На празднике велась съемка. Кадры того, как Имана бежала, чтобы закрыть его своим телом, в то лето облетели новостные каналы по всей планете. И, конечно, все, что последовало за ними – тоже. Теоретически Глухов мог избежать распространения нежелательных записей, но сначала ему было совершенно не до них, а потом стало поздно – репортаж местного телевидения перепостили, кажется, все на свете. С тех пор история их любви, обросшая совершенно идиотскими подробностями, превратилась в миф. А каждый совместный выход становился событием отнюдь не регионального масштаба. Рейтинг Глухова подскочил до небес, и с каждым годом только увеличивался. Имана шутила, что ради такой пиар-кампании можно было и умереть, а Глухов страшно ругал ее за эти шутки. Он бы отдал все на свете, чтобы им не пришлось переживать те страшные минуты, часы, дни, которые Имана провела между жизнью и смертью. А он ничего не мог сделать.

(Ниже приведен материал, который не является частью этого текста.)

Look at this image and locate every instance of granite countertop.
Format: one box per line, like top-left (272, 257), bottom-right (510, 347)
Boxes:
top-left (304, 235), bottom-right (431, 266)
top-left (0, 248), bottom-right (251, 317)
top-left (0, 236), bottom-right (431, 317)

Цена, которую ей пришлось заплатить за то, чтобы помочь ему навести порядок в крае, оказалась слишком высокой. Да, благодаря задержанному преступнику им удалось распутать довольно сложную схему, по которой за бугор вывозился лес, и кое-что более интересное. Но если бы не Волк, сиганувший в момент выстрела на спину нападавшего, тот бы мог запросто уйти! Местный лесник, не без помощи которого лес здесь валился так, что только щепки летели, знал тайгу как свои пять пальцев и умел замести следы. А еще он понимал, как пройти через кордоны охраны с оружием. Учитывая, что программа праздника предполагала состязания лучников, не зря именно лук был выбран орудием убийства. На самом деле простой лесник спланировал все гораздо лучше начбеза губернатора. К этому покушению последний не имел никакого отношения. Люди, которым Бутов все эти годы помогал, слили его, как только того арестовали. И дальше действовали в одиночку. До тех пор, пока их не выловили. На это у Германа с Мериновым ушло долгих три года. Три долгих года у него забрала месть, да. Наказание всех виновных и наведение порядка в крае. А ведь и непосредственных обязанностей с Германа никто не снимал. Порой он так уставал, что только мысли о жене и спасали. С другой стороны, а о ком еще ему было думать? Детей-то им бог не давал… Год даром, два, три. И тут он тоже себя винил. Ее же били… С его молчаливого согласия били. Когда он, придурок, решил, что это Иману по его душу послали. И хоть тому, что это как-то повлияло на ее репродуктивную функцию, не было никаких подтверждений, Германа ничто не смогло убедить в обратном. Он ненавидел себя, да… Он не мог отыскать в себе прощения, сколько ни пытался. Поначалу казалось, вот сейчас они выловят всех плохих парней, накажут виновных, и станет легче. Но когда состоялся последний суд, стало только хуже. Глухов начал задаваться вопросом – если Алтанай знал, какая незавидная судьба ждет его внучку рядом с ним, почему доверил ему свое самое главное сокровище?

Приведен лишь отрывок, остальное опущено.